Encourages banks to be more competitive:

It is hoped that the changes will foster competition from challenger banks, fintech companies and utilities by allowing them to develop products such as apps that aggregate a customer’s financial details from multiple banks and use it to develop services tailored to their needs.

Easier to set up and make payments:

It will be quicker and easier to set up and make payments directly from your bank account.

Further potential:

It has been suggested that future benefits of Open Banking could extend beyond finances. For example, by seeing exactly what you bought for lunch each day, an app could analyse the calorie levels, and then cross-check it with how much exercise that person is doing.

The potential downsides:

On the other hand, critics have a much cloudier outlook, with concerns over security and the potential for a new digital crime wave.

Fraud risks:

There is potential for higher risk of data theft either from phoney companies pretending they are authorised to obtain data, or through regulated firms which may be susceptible to being hacked.

Harder to prove who is at fault if data is stolen:

It has been argued that Open Banking will create complex chains of data access, making it harder to prove who is at fault if data is stolen.

Few people know about it:

Despite being one of the biggest developments in banking in decades, the banking milestone seems to have eluded the public with 92% of people saying that they haven’t heard of Open Banking, according to research conducted by Which?.

Fear around sharing data:

Understandably many people will be sceptical about sharing their data with third parties and could be worried about whether shared data will remain secure. According to a survey conducted by Accenture, 69% of consumers said they would not share bank account information with third-party providers. In fact, 53% said they would never change their current banking habits and make use of Open Banking rules.

Not all banks are keen on the idea:

Some banks have raised concerns about the change and are not keen on the idea of helping their rivals take their customers. This could mean that the roll out will move more slowly than predicted.

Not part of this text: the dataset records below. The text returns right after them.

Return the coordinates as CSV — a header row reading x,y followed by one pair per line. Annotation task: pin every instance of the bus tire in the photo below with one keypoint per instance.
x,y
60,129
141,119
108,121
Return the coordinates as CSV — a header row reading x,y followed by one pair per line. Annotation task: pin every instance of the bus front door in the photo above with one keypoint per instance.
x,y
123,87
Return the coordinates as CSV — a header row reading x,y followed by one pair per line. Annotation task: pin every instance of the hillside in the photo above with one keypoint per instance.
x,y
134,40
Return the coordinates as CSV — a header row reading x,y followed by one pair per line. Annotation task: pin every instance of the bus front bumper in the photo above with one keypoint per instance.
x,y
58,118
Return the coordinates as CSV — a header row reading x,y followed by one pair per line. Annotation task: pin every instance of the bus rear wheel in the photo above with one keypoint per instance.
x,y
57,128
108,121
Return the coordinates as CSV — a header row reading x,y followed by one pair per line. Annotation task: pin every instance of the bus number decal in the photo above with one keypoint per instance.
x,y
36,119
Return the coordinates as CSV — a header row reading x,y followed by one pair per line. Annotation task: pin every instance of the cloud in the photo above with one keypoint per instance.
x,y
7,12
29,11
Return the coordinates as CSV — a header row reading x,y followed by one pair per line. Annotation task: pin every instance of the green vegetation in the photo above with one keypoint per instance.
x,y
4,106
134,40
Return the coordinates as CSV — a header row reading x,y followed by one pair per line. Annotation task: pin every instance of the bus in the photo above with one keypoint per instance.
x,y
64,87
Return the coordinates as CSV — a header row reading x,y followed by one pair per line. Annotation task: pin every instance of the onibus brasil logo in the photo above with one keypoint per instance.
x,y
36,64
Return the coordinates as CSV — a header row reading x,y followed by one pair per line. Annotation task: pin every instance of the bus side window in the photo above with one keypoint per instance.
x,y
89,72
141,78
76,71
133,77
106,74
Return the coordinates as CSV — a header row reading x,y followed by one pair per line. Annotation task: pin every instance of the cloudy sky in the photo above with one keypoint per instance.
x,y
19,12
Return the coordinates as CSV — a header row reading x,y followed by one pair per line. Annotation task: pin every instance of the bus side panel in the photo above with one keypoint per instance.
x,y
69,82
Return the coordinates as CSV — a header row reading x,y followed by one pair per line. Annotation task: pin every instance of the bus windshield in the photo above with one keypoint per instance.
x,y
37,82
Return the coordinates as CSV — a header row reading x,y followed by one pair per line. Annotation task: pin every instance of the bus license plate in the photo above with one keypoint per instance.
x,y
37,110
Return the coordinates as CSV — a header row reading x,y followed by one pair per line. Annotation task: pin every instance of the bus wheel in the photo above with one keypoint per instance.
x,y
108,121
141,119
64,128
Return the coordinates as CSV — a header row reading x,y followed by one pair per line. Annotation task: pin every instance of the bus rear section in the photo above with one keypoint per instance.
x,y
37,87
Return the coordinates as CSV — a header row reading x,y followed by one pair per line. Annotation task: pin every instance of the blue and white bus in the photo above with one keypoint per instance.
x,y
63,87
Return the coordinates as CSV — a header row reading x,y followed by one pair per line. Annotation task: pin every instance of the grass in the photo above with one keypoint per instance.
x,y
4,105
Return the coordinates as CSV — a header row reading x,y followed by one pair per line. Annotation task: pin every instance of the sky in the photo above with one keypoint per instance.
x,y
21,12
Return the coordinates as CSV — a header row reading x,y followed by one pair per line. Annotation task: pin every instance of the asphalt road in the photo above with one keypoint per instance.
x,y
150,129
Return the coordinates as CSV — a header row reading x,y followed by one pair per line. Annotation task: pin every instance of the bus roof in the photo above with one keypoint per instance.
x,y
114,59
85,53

Information may not be impartial:

Whilst a third-party app may find you a deal that saves you money there’s no guarantee they’ve searched the whole market to find the cheapest tariff. They may just offer deals from a panel of companies who pay them for new business.

Risk of sacrificing quality:

The cheapest finance deals aren’t always the best. Whilst these apps may suggest cheaper alternatives the service levels or suitability for your business may not be as good. It’s important to always consider what value a service provides you as well as the cost.